Internet and the Need for Collaborative Security

Published on 28th March 2016

The Internet is an open, distributed system --an ecosystem of multiple, overlaying networks, devices, applications, people, commercial and governmental interests. It is capable of supporting a wide range of demands for its use. There is no limitation on the applications or services that make use of it.

The network of networks that is the Internet is global in reach. Any endpoint of the Internet can address any other end points.  It supports permission-less innovation. This general purpose, global network has already changed the world; it is changing Africa.

The Internet is a shining example of partnership. It is a partnership in action. It takes all of us to make the Internet what it is. It needs multiple voices to guide it and sustain it. It benefits from the involvement of different stakeholders. It’s a shared resource that spans the globe. The Internet is there for everyone, everywhere. This central idea of partnership goes to the very heart of the Internet and is what gives it its strength.

As Africa continues to make further strides in building its Internet economy, we must help our governments and our business partners understand and adopt this collaborative approach because it is vital for success – in all matters of Internet Governance.

Cybersecurity is a leading issue on the global Internet agenda, including in Africa. Last year, the Internet Society put forth an approach that we call Collaborative Security.  With respect to security challenges, we suggest a mindset with 5 precepts, if you will:

Focus on solutions that build confidence and trust in the Internet and protect opportunity for economic and social prosperity, rather than focusing simply on preventing perceived harm and attacks.

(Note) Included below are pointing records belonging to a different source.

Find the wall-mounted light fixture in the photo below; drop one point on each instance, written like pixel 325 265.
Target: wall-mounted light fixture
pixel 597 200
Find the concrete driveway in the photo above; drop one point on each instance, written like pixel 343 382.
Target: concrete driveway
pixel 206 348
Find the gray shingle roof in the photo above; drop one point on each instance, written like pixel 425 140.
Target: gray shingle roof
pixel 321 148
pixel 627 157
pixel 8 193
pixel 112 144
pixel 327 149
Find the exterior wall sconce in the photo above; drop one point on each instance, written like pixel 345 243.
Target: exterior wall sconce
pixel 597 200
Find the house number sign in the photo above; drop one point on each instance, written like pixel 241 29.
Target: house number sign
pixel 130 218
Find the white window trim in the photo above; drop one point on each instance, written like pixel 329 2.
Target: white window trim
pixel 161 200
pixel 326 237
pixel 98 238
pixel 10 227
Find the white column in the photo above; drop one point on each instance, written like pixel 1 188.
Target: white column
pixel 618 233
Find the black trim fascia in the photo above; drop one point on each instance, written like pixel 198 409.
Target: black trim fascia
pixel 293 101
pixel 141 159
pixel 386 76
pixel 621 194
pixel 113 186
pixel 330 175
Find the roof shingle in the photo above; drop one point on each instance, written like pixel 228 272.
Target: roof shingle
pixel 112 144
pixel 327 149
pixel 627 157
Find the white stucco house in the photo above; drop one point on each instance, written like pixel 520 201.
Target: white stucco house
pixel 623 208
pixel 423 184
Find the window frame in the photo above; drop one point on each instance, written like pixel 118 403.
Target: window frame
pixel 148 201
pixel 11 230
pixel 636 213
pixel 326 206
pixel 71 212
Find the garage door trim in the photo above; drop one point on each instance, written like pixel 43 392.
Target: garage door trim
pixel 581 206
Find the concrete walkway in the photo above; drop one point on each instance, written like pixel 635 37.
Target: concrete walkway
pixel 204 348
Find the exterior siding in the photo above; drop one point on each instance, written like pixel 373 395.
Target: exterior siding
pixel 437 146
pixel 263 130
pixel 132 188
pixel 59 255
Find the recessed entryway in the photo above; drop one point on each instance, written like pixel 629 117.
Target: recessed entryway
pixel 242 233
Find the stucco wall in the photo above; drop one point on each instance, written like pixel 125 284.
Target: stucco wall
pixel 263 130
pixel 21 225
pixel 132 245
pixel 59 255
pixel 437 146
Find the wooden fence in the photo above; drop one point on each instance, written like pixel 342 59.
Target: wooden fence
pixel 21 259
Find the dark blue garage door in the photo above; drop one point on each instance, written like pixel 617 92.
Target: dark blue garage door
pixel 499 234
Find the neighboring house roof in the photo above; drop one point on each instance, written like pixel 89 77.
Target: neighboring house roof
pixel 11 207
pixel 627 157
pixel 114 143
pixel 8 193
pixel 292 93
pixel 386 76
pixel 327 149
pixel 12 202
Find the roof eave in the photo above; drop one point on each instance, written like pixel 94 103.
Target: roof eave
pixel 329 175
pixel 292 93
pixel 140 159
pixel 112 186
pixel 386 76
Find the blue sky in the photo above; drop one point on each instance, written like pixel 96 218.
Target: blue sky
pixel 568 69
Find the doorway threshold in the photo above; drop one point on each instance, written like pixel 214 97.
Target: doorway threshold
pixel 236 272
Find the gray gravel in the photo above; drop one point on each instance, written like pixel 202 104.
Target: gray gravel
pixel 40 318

Accept that the security of the Internet is a shared responsibility and that we will only all be secure when we are ensuring we are not just protecting ourselves but our neighbors.

Ensure that security solutions preserve the fundamental open nature of the Internet and fundamental human rights and values (ex. privacy, freedom of expression).

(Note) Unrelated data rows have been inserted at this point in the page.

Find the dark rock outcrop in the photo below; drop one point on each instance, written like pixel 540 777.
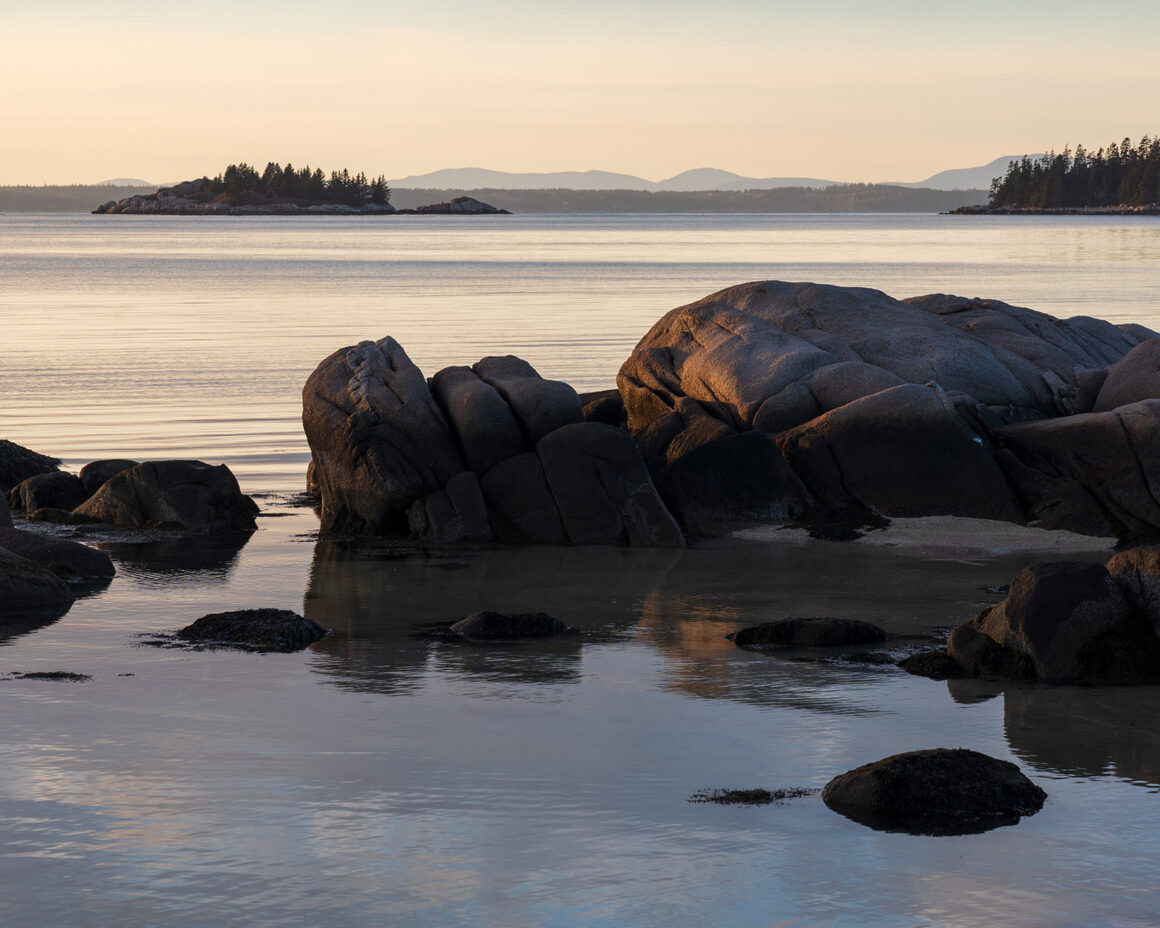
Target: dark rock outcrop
pixel 70 560
pixel 253 630
pixel 488 452
pixel 1136 376
pixel 813 631
pixel 29 588
pixel 1064 622
pixel 189 495
pixel 935 405
pixel 19 463
pixel 497 626
pixel 56 490
pixel 935 792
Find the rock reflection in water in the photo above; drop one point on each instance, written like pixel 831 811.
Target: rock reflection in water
pixel 209 557
pixel 379 601
pixel 1079 731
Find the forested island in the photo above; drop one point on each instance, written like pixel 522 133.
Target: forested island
pixel 240 190
pixel 1119 179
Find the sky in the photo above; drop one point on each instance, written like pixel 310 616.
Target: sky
pixel 871 91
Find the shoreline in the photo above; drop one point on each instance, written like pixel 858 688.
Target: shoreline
pixel 1152 209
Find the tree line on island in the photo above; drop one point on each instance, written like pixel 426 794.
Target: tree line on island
pixel 1119 175
pixel 241 182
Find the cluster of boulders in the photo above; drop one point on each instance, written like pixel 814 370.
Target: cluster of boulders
pixel 936 405
pixel 767 401
pixel 37 567
pixel 187 495
pixel 1064 622
pixel 487 452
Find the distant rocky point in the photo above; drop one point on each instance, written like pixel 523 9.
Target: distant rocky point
pixel 201 197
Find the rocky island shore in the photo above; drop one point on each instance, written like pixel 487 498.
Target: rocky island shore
pixel 201 197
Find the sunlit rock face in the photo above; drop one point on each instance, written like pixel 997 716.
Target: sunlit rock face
pixel 936 405
pixel 481 454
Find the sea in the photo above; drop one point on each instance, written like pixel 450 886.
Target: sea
pixel 389 777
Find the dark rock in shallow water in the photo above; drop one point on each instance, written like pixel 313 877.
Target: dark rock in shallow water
pixel 937 665
pixel 807 632
pixel 188 495
pixel 29 588
pixel 19 463
pixel 253 630
pixel 935 792
pixel 55 490
pixel 490 625
pixel 70 560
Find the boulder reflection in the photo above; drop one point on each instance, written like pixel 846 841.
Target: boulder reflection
pixel 1079 731
pixel 208 557
pixel 386 606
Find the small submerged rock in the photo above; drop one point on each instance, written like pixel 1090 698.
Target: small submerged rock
pixel 253 630
pixel 498 626
pixel 942 791
pixel 756 796
pixel 57 676
pixel 807 632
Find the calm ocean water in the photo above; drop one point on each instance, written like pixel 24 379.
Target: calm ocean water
pixel 383 778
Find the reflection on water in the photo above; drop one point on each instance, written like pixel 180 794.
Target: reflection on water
pixel 208 557
pixel 381 601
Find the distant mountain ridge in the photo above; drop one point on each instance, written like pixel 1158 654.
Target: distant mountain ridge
pixel 697 179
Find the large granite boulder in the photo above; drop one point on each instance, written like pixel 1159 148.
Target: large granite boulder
pixel 19 463
pixel 940 791
pixel 379 440
pixel 480 454
pixel 935 405
pixel 602 487
pixel 1136 376
pixel 188 495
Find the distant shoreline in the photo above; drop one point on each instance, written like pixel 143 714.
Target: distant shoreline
pixel 1151 209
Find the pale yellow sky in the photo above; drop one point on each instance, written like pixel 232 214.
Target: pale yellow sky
pixel 893 89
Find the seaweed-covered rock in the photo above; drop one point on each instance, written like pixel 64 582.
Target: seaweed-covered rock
pixel 802 631
pixel 253 630
pixel 490 625
pixel 935 792
pixel 189 495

Build flexible solutions that are grounded in experience, developed by consensus and that will evolve to meet whatever new threats emerge.

Target solutions that can be implemented by people at the closest point where they can have the most impact.  Think globally but yet act locally.

I believe that at the beginning of the 21st century, Africa enjoys an historic opportunity – the possibility to build the Internet that Africa needs for its' future. To employ best practices to build it better in Africa. To build it stronger in Africa.

Africa has a chance to leapfrog technology and constraints, and to create an Internet that helps to solve local as well as global problems. It has a chance to build and demonstrate what the world is seeking: technology and policy solutions that strike a normative balance that promotes security while also respecting the autonomy of online users.

Together, we need to expand the circle of stakeholders who care about the deployment of an open, trusted, resilient Internet. Who know that we must have an Internet that is BOTH secure and OPEN; where users TRUST that the Internet is a tool for individual and community empowerment and prosperity where access, protection of privacy and of their data is the of the highest priority for governments, business, investors and innovators.

The Internet needs Africa just as much as Africa needs the Internet. Collaborative security is how we build that trust in the Internet’s infrastructure.

The Internet on the great continent of Africa is at a tipping point. Infrastructure is being built, Internet communities are forming, users are accessing the Internet in greater numbers, investment is starting to happen.  Now is the perfect moment to confidently embrace the challenges that opportunity presents: greater collaboration on security, faster progress on getting it right, on creating a robust environment for the Internet and for this industry to grow and flourish in Africa. 

By Kathryn C. Brown
President and Chief Executive Officer, Internet Society.